German court rules that YouTube must take down copyrighted music clips - a move which could lead to royalty payments
YouTube must take down copyrighted clips of music, a German court has ruled, in a move that could be a step towards forcing it to pay large sums in royalties.
The move is a fresh setback for Google's video site after a US appeals court this month reopened a $1bn (£620m) case brought by media conglomerate Viacom, as well as the Premier League and other media companies against YouTube in the US over copyrighted videos on the site.
Gema, a German royalties group, scored the victory in Hamburg on Friday, where the court ruled the website was responsible for the content its users published, a decision that could be a first step towards YouTube – and potentially other internet publishers – having to pay royalties on videos with copyrighted music embedded in the soundtrack.
The case, for allegedly infringing the copyright on seven music clips, was brought against YouTube in 2010 by Gema and several other groups handling music rights.
YouTube argued it merely provided the technical framework to publish content and was not responsible for monitoring videos and music clips for possible copyright violations.
The court ruled that YouTube was responsible for the content users post online and should remove any clips for which Gema had asserted copyright protection. It also said YouTube did not have to proactively trawl through its site in search of possible copyright violations, but must remove clips at the request of the rights holder.

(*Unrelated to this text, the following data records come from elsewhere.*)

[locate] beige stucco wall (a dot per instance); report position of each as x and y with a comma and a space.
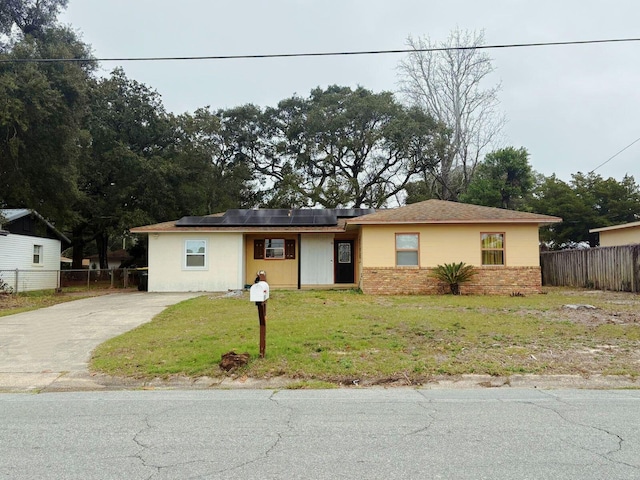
450, 243
224, 269
623, 236
280, 272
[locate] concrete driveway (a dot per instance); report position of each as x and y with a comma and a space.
53, 345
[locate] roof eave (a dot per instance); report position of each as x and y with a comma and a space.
454, 222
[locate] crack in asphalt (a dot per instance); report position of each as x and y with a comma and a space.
144, 447
269, 449
605, 455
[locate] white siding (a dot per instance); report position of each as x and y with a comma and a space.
223, 270
16, 253
316, 259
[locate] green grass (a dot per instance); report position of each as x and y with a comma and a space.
347, 337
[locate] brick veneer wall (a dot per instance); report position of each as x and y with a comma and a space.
418, 281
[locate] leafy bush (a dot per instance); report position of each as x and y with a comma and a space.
453, 274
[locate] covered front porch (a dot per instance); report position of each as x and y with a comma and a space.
303, 260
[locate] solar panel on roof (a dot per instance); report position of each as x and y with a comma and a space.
278, 216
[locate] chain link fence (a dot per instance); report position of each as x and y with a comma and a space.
20, 281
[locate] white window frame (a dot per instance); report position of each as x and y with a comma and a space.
408, 250
38, 250
277, 253
492, 249
187, 254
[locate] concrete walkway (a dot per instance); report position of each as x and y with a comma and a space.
53, 345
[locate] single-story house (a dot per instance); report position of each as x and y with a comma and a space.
625, 234
384, 252
31, 246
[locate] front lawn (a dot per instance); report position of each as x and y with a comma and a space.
347, 337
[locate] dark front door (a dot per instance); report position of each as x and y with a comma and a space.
344, 261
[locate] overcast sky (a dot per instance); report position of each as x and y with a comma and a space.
571, 107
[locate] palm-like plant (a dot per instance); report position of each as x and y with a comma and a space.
454, 274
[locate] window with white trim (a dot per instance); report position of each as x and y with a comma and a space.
492, 247
407, 246
195, 254
37, 255
274, 248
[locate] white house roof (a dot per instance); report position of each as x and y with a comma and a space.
12, 214
615, 227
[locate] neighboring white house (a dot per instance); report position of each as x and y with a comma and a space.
29, 251
625, 234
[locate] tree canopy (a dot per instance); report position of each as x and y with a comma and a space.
98, 155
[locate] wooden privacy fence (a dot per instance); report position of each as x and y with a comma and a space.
602, 268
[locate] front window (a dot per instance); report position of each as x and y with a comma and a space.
274, 248
196, 254
492, 245
407, 249
37, 254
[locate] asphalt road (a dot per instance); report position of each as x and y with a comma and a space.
324, 434
52, 346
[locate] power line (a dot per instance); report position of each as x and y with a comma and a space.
615, 155
316, 54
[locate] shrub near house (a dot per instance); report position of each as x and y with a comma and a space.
386, 252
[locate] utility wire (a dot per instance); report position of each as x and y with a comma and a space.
615, 155
317, 54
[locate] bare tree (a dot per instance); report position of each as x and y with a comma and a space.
447, 80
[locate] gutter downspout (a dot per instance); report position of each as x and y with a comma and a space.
299, 260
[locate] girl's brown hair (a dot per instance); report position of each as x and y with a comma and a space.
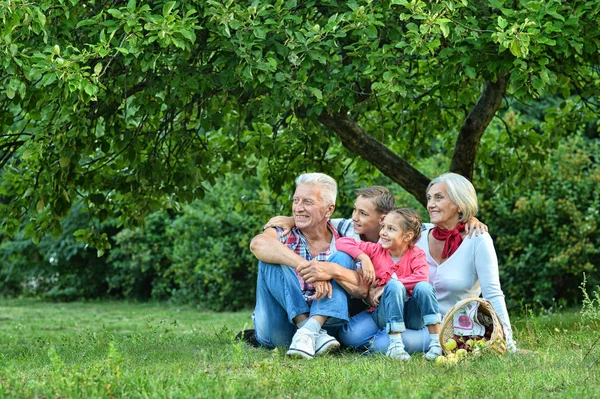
410, 221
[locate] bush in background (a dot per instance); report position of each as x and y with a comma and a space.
58, 268
547, 236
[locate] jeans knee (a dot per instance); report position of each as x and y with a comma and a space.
342, 259
395, 287
424, 288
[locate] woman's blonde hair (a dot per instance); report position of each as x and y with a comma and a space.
461, 192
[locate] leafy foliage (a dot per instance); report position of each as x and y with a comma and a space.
200, 255
132, 106
547, 235
60, 267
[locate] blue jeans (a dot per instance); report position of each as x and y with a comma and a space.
369, 331
279, 300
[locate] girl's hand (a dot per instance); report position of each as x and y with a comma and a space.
322, 288
374, 296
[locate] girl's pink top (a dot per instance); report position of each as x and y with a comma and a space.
411, 269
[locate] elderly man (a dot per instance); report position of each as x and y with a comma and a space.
289, 310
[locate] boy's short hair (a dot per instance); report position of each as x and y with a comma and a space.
382, 197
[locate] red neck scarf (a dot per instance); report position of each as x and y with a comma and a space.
452, 238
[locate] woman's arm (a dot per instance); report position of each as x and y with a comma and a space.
486, 266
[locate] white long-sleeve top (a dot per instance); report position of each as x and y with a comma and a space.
471, 271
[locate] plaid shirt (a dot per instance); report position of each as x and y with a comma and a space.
296, 241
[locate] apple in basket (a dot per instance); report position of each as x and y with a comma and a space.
451, 344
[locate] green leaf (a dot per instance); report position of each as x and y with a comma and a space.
316, 92
502, 23
445, 30
98, 68
515, 49
168, 7
86, 22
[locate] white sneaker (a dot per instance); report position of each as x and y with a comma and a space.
325, 343
396, 351
303, 344
434, 352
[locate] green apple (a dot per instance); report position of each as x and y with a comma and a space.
450, 344
452, 360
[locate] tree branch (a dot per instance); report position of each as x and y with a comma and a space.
465, 148
361, 143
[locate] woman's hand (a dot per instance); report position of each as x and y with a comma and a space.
473, 225
284, 222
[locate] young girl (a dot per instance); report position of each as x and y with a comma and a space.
404, 296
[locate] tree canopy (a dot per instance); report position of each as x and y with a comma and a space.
134, 105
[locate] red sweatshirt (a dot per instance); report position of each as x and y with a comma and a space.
411, 269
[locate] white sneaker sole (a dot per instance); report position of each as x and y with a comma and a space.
293, 352
327, 347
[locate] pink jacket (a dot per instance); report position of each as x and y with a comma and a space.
411, 269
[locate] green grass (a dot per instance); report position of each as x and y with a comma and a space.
130, 350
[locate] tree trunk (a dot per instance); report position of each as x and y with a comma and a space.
465, 148
361, 143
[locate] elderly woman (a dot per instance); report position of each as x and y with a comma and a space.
459, 267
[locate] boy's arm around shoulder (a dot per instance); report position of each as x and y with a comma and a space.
267, 247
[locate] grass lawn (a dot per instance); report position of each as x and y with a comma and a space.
131, 350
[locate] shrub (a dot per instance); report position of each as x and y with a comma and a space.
59, 268
547, 236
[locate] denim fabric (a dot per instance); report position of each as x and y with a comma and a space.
389, 315
363, 332
279, 300
343, 259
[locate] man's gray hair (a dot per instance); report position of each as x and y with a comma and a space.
461, 192
328, 185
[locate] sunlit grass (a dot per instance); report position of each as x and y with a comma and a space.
117, 349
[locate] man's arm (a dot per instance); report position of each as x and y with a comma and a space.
350, 280
267, 247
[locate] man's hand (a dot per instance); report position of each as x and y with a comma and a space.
322, 288
315, 271
473, 225
374, 296
285, 222
368, 270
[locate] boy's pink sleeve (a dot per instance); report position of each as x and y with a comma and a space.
419, 269
348, 245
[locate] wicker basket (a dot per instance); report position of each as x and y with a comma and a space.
485, 311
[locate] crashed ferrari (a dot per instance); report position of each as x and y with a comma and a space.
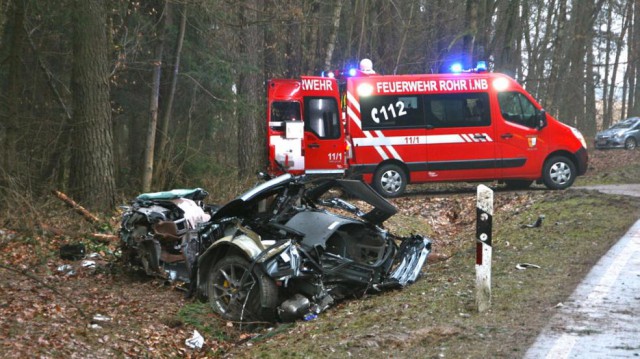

In a statement, YouTube said: "This court's interpretation of the European Union Copyright Directive would make it much more difficult for user generated content platforms to operate. It would jeopardise not only YouTube but every other innovative service on the internet that allows users to submit content by forcing them to implement filtering."
A spokesman for Gema said: "This is an important partial victory."
The agency, which says it represents more than 64,000 songwriters and musicians, demands that music-on-demand platforms that stream music to users for free and are financed by advertisements pay just over 10% of their music revenues.
Sites that are very interactive should also have to pay at least €0.60 (£0.49) per stream, according to Gema.
YouTube says 60 hours of video are uploaded to its site every minute, and more than 3bn hours of video are watched on the platform each month.
Google said on Friday it was prepared to resume negotiations with Gema to seek an agreement on the use of copyrighted content. Gema and YouTube held talks from April 2009 until the suit was filed in September 2010, with no result.
Recent lawsuits have centred on a crucial issue for media companies: how to win internet viewers without ceding control of TV shows, movies and music.
A push for better legal protection of artists' and media companies' rights has met opposition from those who fear tighter regulation will curb their freedom to download movies and music for free and encourage internet surveillance.
Earlier this year, tens of thousands of demonstrators took to the streets across Europe to protest against an international anti-piracy agreement.
One vocal group opposing the anti-counterfeiting trade agreement (ACTA) is Germany's upstart Pirate party, which came out of nowhere last year and according to a recent poll has overtaken the Greens to become the third strongest political grouping in the country.
The arrest of Kim Dotcom, the German national who founded the online file-sharing site Megaupload.com, earlier this year is the most prominent recent case of authorities cracking down on copyright infringement.
Prosecutors say he was the ringleader of a group that netted $175m since 2005 by copying and distributing music, movies and other copyrighted content without authorisation.